L’intégration de la passation des marchés publics à la gestion des finances publiques garantit l’adéquation avec les objectifs budgétaires, tout en contribuant directement à la réalisation d’objectifs de gouvernance financière plus généraux. Cette adéquation permet de mieux comprendre les dépenses liées aux marchés publics, de faciliter la détection des surcoûts, de repérer les tendances en matière de dépenses et de signaler d’irrégularités ou de risques. À l’heure actuelle, 31 pays de l’OCDE sur 35 (89 %) déclarent disposer d’un plan de passation des marchés publics conforme aux processus de planification et d’élaboration du budget, mais seuls 19 pays de l’OCDE (54 %) font figurer dans ce plan une description détaillée et réaliste des besoins en ressources financières et humaines. De même, bien que les entités publiques de 28 pays de l’OCDE sur 35 (80 %) soient tenues de certifier la disponibilité des crédits budgétaires avant de lancer des appels d’offres, de telle sorte que les ressources existantes soient suffisantes et que les engagements en matière de marchés publics ne dépassent pas le montant des crédits budgétaires alloués, seuls 18 pays (51 %) déclarent disposer de mécanismes de mise en phase des rapports sur les marchés publics avec l’exécution du budget (Graphique 11.4).

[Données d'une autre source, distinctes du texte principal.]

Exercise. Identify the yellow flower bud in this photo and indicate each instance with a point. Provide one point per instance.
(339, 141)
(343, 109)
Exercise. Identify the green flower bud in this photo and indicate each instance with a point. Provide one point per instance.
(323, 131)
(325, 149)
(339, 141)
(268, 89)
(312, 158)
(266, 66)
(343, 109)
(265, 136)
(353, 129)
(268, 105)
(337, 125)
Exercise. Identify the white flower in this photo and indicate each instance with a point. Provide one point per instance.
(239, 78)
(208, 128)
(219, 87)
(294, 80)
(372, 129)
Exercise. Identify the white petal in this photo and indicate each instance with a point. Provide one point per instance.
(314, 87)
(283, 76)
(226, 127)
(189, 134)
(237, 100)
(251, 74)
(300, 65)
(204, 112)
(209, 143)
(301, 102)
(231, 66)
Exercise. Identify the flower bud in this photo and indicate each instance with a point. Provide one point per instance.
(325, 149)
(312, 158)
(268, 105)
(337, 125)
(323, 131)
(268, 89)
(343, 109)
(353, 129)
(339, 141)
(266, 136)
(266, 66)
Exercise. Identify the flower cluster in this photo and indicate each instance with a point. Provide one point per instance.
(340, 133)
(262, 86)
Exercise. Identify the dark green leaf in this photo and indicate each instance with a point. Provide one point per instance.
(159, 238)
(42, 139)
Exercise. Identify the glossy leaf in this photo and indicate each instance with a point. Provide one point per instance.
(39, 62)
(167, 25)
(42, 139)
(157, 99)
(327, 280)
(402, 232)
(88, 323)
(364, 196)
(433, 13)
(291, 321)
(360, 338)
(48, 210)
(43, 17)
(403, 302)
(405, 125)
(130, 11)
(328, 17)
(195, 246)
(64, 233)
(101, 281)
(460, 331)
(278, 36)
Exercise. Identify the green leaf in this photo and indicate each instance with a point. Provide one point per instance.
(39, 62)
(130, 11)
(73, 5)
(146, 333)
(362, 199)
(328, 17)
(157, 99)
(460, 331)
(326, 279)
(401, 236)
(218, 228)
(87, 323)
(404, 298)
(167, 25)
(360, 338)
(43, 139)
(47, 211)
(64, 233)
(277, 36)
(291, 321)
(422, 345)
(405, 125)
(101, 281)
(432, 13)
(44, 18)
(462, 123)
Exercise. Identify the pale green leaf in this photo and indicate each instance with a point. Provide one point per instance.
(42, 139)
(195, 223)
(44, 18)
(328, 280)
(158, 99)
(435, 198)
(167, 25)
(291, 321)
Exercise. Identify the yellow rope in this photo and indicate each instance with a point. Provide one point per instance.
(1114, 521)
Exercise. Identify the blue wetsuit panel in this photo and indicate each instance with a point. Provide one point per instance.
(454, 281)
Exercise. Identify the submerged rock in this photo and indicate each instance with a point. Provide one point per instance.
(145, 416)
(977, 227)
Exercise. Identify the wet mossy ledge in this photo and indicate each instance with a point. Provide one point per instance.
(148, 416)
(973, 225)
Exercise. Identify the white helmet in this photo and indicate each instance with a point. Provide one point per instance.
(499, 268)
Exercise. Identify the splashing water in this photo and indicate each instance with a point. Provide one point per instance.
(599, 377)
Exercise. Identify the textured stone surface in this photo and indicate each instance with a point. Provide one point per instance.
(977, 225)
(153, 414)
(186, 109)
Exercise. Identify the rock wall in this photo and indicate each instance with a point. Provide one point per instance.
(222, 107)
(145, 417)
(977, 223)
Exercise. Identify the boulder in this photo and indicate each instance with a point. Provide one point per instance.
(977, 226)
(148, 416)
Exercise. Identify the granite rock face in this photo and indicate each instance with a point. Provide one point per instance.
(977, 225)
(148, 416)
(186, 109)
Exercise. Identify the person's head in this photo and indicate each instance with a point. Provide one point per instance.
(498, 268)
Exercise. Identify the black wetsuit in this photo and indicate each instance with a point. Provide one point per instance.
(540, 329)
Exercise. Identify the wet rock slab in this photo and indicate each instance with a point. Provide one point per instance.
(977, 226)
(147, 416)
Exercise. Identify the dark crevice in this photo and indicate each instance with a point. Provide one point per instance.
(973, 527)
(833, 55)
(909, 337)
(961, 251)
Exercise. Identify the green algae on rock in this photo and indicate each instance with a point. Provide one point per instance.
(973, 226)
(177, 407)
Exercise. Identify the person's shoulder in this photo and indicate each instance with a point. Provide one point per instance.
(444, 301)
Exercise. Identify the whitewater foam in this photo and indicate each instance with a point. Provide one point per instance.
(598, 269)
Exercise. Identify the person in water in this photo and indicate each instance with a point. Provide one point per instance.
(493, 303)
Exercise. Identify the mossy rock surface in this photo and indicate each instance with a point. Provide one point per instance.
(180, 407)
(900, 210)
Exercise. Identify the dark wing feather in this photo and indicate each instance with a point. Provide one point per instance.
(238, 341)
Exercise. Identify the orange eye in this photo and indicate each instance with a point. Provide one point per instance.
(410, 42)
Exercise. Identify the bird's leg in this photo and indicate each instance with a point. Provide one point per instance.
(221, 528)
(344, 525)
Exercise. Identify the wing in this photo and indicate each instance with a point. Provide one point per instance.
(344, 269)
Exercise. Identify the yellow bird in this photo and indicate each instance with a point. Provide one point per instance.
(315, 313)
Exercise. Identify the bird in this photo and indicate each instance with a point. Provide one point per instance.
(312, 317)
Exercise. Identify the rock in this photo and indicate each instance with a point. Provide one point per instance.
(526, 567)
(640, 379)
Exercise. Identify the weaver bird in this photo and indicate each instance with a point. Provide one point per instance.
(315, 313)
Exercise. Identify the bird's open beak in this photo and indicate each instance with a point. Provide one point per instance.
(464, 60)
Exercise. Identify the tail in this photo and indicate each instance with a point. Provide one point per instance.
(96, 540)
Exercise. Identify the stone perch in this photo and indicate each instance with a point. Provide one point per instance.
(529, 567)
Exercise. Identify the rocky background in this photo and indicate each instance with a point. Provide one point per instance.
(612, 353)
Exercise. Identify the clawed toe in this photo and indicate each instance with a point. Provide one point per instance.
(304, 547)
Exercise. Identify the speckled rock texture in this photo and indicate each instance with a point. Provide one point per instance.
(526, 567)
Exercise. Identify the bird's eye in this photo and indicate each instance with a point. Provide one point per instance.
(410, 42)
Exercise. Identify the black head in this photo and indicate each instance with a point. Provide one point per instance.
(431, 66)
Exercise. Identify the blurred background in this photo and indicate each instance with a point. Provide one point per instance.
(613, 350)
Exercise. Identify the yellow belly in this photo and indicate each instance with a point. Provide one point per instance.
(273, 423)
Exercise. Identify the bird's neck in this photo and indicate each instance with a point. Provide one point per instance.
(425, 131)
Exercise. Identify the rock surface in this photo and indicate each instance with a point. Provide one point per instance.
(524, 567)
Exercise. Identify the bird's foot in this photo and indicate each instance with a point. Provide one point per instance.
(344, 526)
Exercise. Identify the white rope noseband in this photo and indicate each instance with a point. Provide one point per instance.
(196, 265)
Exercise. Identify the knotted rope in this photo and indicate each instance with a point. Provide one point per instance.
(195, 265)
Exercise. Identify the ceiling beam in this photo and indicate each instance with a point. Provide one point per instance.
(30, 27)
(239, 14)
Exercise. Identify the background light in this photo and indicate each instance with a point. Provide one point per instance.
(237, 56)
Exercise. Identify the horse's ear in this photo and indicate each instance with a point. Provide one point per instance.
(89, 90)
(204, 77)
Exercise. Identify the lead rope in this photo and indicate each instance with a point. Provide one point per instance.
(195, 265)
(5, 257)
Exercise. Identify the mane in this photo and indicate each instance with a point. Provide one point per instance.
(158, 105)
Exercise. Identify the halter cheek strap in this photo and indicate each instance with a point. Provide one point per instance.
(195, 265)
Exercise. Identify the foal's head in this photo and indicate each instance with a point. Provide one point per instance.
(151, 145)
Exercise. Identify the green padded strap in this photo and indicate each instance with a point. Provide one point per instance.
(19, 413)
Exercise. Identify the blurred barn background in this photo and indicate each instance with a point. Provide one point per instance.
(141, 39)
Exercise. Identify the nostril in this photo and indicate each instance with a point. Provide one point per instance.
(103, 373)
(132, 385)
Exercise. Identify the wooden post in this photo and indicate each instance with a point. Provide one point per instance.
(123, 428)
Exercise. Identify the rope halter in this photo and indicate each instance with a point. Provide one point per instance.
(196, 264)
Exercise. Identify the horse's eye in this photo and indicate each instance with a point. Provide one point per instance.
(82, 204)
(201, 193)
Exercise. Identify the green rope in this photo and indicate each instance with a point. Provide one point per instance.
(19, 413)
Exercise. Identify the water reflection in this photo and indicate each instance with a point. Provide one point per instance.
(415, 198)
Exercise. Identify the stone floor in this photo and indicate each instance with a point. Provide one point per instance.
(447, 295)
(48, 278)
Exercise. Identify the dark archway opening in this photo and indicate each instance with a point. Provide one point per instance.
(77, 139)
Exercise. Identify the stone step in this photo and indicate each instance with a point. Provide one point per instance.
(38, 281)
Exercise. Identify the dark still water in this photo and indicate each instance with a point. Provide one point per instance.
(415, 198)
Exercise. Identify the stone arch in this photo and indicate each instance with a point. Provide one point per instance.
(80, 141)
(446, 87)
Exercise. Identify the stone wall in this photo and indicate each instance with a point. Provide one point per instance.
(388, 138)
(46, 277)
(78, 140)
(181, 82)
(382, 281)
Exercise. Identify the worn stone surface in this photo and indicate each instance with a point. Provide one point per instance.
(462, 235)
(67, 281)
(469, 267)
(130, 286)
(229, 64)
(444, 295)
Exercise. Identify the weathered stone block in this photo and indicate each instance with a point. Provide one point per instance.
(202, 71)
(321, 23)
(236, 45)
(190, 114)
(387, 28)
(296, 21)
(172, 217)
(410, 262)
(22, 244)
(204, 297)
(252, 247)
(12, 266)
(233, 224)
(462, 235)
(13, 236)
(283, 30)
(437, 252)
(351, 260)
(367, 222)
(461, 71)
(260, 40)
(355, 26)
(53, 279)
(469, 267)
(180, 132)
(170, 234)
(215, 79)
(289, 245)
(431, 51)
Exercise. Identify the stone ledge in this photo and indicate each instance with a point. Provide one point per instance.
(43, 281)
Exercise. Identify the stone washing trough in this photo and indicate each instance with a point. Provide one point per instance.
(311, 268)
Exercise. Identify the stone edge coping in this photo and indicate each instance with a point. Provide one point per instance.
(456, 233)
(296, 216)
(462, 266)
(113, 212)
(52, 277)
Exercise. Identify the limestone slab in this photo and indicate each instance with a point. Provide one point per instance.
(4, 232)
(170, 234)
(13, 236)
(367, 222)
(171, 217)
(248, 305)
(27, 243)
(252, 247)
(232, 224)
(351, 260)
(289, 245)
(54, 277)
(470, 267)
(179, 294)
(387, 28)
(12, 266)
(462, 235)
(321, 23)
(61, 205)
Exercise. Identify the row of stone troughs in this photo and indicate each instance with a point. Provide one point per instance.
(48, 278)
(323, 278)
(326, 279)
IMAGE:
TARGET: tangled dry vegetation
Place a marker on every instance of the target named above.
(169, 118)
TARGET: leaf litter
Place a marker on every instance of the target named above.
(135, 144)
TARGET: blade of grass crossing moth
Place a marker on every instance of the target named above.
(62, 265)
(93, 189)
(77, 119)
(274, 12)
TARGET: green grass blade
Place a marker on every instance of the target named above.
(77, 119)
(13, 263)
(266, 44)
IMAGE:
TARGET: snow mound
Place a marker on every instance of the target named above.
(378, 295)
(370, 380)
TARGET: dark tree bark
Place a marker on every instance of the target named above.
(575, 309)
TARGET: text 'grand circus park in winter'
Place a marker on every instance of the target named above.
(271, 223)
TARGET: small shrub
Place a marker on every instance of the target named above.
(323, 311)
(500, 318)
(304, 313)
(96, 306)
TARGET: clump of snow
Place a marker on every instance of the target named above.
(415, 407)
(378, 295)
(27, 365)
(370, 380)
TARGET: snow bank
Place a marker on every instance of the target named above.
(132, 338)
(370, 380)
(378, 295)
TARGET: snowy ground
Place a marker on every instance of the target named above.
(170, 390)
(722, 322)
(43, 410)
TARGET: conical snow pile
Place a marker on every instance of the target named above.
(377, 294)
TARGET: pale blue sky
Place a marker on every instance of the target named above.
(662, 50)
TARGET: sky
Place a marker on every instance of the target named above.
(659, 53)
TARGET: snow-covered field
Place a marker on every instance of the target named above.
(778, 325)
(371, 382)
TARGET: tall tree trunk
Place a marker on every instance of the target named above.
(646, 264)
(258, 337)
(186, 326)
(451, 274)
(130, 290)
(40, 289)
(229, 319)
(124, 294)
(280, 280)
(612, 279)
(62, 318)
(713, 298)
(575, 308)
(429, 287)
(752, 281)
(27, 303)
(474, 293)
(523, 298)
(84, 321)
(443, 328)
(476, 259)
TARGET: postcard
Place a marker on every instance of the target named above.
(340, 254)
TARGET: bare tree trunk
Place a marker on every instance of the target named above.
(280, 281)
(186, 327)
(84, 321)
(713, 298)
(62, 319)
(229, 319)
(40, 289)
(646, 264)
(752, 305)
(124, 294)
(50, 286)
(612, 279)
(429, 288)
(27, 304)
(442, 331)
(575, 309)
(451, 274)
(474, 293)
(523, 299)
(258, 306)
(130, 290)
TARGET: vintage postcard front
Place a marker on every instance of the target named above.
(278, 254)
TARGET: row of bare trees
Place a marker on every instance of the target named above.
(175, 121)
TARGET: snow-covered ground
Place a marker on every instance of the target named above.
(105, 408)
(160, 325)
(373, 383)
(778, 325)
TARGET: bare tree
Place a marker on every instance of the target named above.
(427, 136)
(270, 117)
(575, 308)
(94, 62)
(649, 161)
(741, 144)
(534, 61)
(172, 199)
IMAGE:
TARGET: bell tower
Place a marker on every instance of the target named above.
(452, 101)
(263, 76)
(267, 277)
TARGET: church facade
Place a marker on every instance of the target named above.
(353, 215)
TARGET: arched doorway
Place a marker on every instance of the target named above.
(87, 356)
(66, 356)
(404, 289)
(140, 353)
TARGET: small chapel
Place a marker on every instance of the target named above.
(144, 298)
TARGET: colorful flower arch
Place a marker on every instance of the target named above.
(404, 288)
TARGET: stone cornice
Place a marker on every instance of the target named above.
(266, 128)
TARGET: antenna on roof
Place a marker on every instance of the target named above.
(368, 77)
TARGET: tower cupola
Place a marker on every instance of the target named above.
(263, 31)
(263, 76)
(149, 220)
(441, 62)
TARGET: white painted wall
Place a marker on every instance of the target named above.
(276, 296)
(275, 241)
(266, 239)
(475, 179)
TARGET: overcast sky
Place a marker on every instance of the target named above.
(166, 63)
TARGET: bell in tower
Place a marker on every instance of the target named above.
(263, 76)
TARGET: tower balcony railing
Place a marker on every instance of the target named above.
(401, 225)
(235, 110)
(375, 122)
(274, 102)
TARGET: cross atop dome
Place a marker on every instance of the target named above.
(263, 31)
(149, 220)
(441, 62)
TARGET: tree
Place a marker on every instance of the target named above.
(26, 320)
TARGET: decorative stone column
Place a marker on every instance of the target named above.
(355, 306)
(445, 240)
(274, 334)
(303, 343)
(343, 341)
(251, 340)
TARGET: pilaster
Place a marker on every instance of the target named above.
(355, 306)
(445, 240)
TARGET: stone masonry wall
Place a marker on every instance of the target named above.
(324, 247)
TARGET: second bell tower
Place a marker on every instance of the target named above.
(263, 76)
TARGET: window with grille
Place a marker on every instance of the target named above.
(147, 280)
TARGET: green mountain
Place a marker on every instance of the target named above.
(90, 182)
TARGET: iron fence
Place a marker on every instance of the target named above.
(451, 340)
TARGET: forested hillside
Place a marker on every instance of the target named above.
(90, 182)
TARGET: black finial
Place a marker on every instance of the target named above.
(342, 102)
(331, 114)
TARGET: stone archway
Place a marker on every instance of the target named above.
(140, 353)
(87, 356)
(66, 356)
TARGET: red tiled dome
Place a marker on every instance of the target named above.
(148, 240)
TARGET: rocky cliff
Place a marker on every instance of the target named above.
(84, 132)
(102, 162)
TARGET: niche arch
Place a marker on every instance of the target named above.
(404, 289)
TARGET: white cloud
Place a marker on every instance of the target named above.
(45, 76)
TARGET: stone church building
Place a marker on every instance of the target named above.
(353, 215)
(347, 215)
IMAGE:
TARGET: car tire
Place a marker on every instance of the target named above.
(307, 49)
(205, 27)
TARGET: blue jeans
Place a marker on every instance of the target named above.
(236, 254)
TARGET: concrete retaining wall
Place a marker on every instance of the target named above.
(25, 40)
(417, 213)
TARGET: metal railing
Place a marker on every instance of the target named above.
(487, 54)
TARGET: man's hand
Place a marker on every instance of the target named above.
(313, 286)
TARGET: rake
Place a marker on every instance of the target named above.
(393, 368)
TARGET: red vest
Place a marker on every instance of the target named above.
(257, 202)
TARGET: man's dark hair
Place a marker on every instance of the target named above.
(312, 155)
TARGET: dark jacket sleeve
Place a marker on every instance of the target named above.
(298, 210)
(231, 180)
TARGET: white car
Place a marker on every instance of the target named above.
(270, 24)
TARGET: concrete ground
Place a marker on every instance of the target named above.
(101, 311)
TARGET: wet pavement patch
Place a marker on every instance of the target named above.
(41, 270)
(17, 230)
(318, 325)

La mise en place de mécanismes assurant l’alignement des décisions en matière de marchés publics avec les plans budgétaires à moyen et long terme permet de garantir la viabilité financière des engagements contractés et l’efficience dans l’allocation des ressources. Un peu moins de la moitié des pays de l’OCDE (17 sur 35, soit 49 %) déclarent assurer une adéquation parfaite, tandis que 10 pays (29 %) font état d’une adéquation partielle avec certaines politiques et certains mécanismes de suivi, et 5 pays (14 %) ne font état d’aucune adéquation (Graphique 11.5). Ces chiffres soulignent la nécessité de renforcer l’intégration entre le processus de passation des marchés publics et les processus de gestion financière connexes.